2013 may go down in history as being one of the most tumultuous times for SEO. It’s left many people wondering if search engine optimization still matters, or if it’s finally dead.
SEO is alive and well, and in my opinion, it’s thriving – it’s only dead if you’re not interested in having your website found when someone “Googles” a word or phrase that describes your product or service.
In spite of the fact that search is still the number one starting point for anyone who is looking for anything from a tea cup to a heart surgeon, the battle cry, “SEO is dead” is once again being raised and many SEO professionals are feeling discouraged.
Why all the gloom and doom?
Google released Penguin 2.0 in late May, thousands of sites were affected and the link building tactics that were being used my many not only became obsolete, they turned out to be harmful. I’m not going to go into the details here, the article, Google’s Penguin 2.0 Algorithm: The Definitive Guide, by Jayson DeMers is a great resource if you’re interested in learning more about the update.
In August Google did more than update their search engine algorithm, they completely replaced it with a new search algorithm named Hummingbird.
Google named their new algorithm Hummingbird because it was designed to be “precise and fast.” I haven’t managed to capture a picture of a Hummingbird, but I thought that my Dragonfly communicated similar concepts.
Hummingbird brings us closer to “conversational search” and is intended to pay more attention to the intent behind the search, not just the words.
Over the years we’ve become conditioned to search on “keywords” even though that’s not how we really think. No one would walk up to a friend and ask for advice using one or two words, instead it would be a conversation that includes phrases like “how do I….” or “what is the best…” Going forward our searches will become more and more conversational and influenced by social signals.
Many people feel that Google’s changes are meant to make SEO so difficult that people are forced to pay for ads rather than focusing on SEO. The interesting thing about this theory is that quality matters just as much in the paid ad world as it does in natural search. Just because you’re willing to pay for an ad, doesn’t mean it’s going to be displayed.
What is SEO?
By definition, SEO is the process of optimizing web pages (content) so that search engines display a link to your web page on the first page of search engine results. The goal of SEO is to drive qualified traffic to your website and generate leads and business. It’s an integral part of an overall online marketing strategy which includes social media, content distribution, and often-times paid advertising.

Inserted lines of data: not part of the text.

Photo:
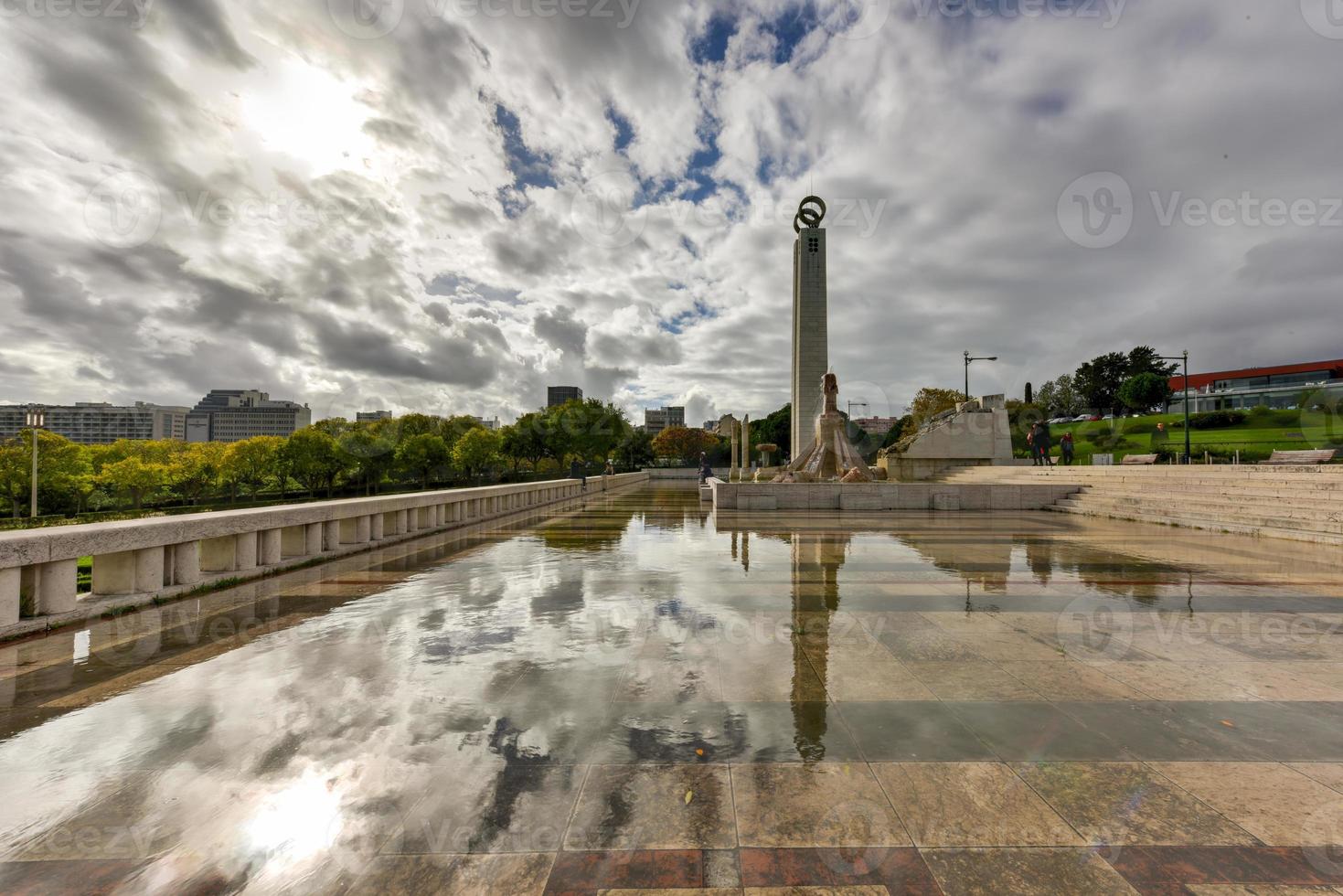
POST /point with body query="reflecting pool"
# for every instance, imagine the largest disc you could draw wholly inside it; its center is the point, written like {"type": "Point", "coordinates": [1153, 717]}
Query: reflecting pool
{"type": "Point", "coordinates": [633, 693]}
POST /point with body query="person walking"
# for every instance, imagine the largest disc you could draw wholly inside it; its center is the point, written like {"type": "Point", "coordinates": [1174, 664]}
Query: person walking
{"type": "Point", "coordinates": [1044, 443]}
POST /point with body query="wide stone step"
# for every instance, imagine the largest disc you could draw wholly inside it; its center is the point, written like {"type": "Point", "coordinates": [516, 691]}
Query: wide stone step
{"type": "Point", "coordinates": [1214, 518]}
{"type": "Point", "coordinates": [1211, 507]}
{"type": "Point", "coordinates": [1203, 523]}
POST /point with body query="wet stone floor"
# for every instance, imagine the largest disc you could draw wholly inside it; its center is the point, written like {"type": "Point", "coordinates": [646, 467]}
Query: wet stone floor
{"type": "Point", "coordinates": [632, 695]}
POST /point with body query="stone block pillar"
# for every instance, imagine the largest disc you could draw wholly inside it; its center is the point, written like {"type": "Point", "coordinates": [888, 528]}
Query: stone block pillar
{"type": "Point", "coordinates": [246, 552]}
{"type": "Point", "coordinates": [271, 552]}
{"type": "Point", "coordinates": [331, 535]}
{"type": "Point", "coordinates": [314, 539]}
{"type": "Point", "coordinates": [186, 563]}
{"type": "Point", "coordinates": [10, 597]}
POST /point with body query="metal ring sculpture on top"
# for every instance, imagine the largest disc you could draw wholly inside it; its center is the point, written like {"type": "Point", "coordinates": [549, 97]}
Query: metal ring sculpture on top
{"type": "Point", "coordinates": [807, 215]}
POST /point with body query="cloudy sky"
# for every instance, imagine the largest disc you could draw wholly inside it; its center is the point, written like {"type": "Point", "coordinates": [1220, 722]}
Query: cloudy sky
{"type": "Point", "coordinates": [449, 205]}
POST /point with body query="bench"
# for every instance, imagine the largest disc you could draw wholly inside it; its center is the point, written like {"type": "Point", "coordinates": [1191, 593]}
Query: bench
{"type": "Point", "coordinates": [1288, 458]}
{"type": "Point", "coordinates": [1139, 460]}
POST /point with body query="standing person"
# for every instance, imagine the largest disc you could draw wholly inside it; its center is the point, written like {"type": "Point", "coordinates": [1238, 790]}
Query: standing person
{"type": "Point", "coordinates": [1044, 443]}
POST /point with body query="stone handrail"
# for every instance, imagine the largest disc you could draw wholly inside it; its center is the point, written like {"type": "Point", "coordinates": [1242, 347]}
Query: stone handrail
{"type": "Point", "coordinates": [172, 555]}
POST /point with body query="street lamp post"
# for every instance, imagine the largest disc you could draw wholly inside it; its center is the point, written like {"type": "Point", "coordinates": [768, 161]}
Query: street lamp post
{"type": "Point", "coordinates": [1188, 440]}
{"type": "Point", "coordinates": [35, 420]}
{"type": "Point", "coordinates": [968, 361]}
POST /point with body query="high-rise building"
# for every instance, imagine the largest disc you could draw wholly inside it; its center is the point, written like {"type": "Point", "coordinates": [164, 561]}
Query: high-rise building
{"type": "Point", "coordinates": [234, 415]}
{"type": "Point", "coordinates": [810, 338]}
{"type": "Point", "coordinates": [94, 423]}
{"type": "Point", "coordinates": [558, 395]}
{"type": "Point", "coordinates": [666, 418]}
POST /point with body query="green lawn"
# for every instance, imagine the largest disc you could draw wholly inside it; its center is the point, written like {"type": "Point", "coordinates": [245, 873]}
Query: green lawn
{"type": "Point", "coordinates": [1256, 438]}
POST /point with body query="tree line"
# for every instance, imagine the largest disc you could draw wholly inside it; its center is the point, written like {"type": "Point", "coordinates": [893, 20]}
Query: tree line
{"type": "Point", "coordinates": [331, 457]}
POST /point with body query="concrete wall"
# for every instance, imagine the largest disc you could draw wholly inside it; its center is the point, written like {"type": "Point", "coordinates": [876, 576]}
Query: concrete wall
{"type": "Point", "coordinates": [887, 496]}
{"type": "Point", "coordinates": [136, 560]}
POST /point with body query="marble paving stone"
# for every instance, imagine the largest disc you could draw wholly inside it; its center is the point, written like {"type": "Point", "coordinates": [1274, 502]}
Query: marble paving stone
{"type": "Point", "coordinates": [971, 681]}
{"type": "Point", "coordinates": [825, 805]}
{"type": "Point", "coordinates": [653, 807]}
{"type": "Point", "coordinates": [1327, 773]}
{"type": "Point", "coordinates": [1128, 804]}
{"type": "Point", "coordinates": [1065, 680]}
{"type": "Point", "coordinates": [912, 732]}
{"type": "Point", "coordinates": [971, 805]}
{"type": "Point", "coordinates": [1160, 731]}
{"type": "Point", "coordinates": [1259, 890]}
{"type": "Point", "coordinates": [773, 673]}
{"type": "Point", "coordinates": [988, 872]}
{"type": "Point", "coordinates": [868, 678]}
{"type": "Point", "coordinates": [1033, 732]}
{"type": "Point", "coordinates": [88, 878]}
{"type": "Point", "coordinates": [1279, 805]}
{"type": "Point", "coordinates": [521, 875]}
{"type": "Point", "coordinates": [520, 809]}
{"type": "Point", "coordinates": [670, 681]}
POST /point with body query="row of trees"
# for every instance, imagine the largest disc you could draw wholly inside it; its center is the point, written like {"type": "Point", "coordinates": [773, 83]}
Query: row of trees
{"type": "Point", "coordinates": [328, 457]}
{"type": "Point", "coordinates": [1137, 380]}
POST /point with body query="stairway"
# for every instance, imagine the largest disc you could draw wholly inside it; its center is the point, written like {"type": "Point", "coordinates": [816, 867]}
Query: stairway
{"type": "Point", "coordinates": [1302, 504]}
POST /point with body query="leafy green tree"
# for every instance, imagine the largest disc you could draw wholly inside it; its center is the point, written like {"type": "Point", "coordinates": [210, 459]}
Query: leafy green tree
{"type": "Point", "coordinates": [684, 445]}
{"type": "Point", "coordinates": [475, 452]}
{"type": "Point", "coordinates": [314, 460]}
{"type": "Point", "coordinates": [134, 477]}
{"type": "Point", "coordinates": [1099, 379]}
{"type": "Point", "coordinates": [931, 400]}
{"type": "Point", "coordinates": [1145, 391]}
{"type": "Point", "coordinates": [423, 455]}
{"type": "Point", "coordinates": [251, 463]}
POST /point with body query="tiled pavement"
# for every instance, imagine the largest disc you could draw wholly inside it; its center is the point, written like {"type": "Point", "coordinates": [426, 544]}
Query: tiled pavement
{"type": "Point", "coordinates": [635, 699]}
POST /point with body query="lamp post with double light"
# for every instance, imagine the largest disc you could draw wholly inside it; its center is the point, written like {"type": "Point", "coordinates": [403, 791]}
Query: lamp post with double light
{"type": "Point", "coordinates": [35, 420]}
{"type": "Point", "coordinates": [968, 361]}
{"type": "Point", "coordinates": [1188, 441]}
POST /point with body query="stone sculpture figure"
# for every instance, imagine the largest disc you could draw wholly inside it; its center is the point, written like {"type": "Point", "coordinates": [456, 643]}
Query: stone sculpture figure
{"type": "Point", "coordinates": [830, 454]}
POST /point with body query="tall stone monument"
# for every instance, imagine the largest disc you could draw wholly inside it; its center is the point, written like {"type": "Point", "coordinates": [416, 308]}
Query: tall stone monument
{"type": "Point", "coordinates": [810, 335]}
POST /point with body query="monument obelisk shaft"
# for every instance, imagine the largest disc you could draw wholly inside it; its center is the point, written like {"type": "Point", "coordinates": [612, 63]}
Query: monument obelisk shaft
{"type": "Point", "coordinates": [810, 334]}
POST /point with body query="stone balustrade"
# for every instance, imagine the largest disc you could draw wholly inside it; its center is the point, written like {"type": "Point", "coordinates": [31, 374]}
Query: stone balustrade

Keywords are still important
SEO has evolved over the past few years – Google is getting better and better at understanding the relevancy of a website around topics not just keywords. Having said that, keywords are still important because they’re the words people use to ask questions and discover information. The key is to have a mindset that is focused on topics and behavior not keywords as a stand alone component.
Create quality content and optimize it
Always create content with your visitor in mind first and then review it and identify opportunities to optimize the on-page elements and meta data. Optimize titles, meta descriptions, and ensure that the body content includes key phrases that are related to your topic. Content should be created with a specific purpose in mind, not just created for the sake of pumping out new content to keep the search engines happy.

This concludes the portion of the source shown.